Leçons de ténèbres



       Longtemps la vue des dernières peintures m'a gêné. Elles se donnaient à voir dans ce que je pensais alors leur inachèvement, à proprement parler leur imperfection. Une œuvre est œuvre lorsqu'elle atteint une certaine excellence, croyais-je, et sans doute m'aurait-il été bien difficile de définir exactement ce qu'elle était, cette excellence, cette perfection. Sans doute aurais-je appelé l'idée, l'évidence d'achèvement ; j'aurais parlé d'équilibre, convoqué lubies et autres vieilles lanternes… et fait témoigner l'artiste lui-même : un tableau est fini quand j'ai le sentiment qu'il l'est, et lorsque j'y appose ma signature.

        Mais ces peintures… Même signées, elles n'offrent apparemment rien de définitif, rien de fait. Elles ne sont pas. Le dessin s'efface, les couleurs ne sont plus, la manière même - avec ce qu'elle avait d'horripilant parfois - s'est absentée. L'œuvre finissant se défait.
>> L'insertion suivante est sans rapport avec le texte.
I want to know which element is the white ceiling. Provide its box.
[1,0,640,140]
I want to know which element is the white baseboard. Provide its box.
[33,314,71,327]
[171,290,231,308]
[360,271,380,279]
Constat terrible initiant un refus de considérer autrement que de façon anecdotique ces toiles qui n'ont plus rien à voir avec les compositions toniques de jadis. Des gris. Des jus gris et noirs. Des opacités et transparences qui ne couvrent même pas toute la toile… Des manques. Pour ne pas dire des manquements -au geste, au regard, aux multiples œuvres d'avant, à l'unité hétéroclite qui s'était au fil des années construite.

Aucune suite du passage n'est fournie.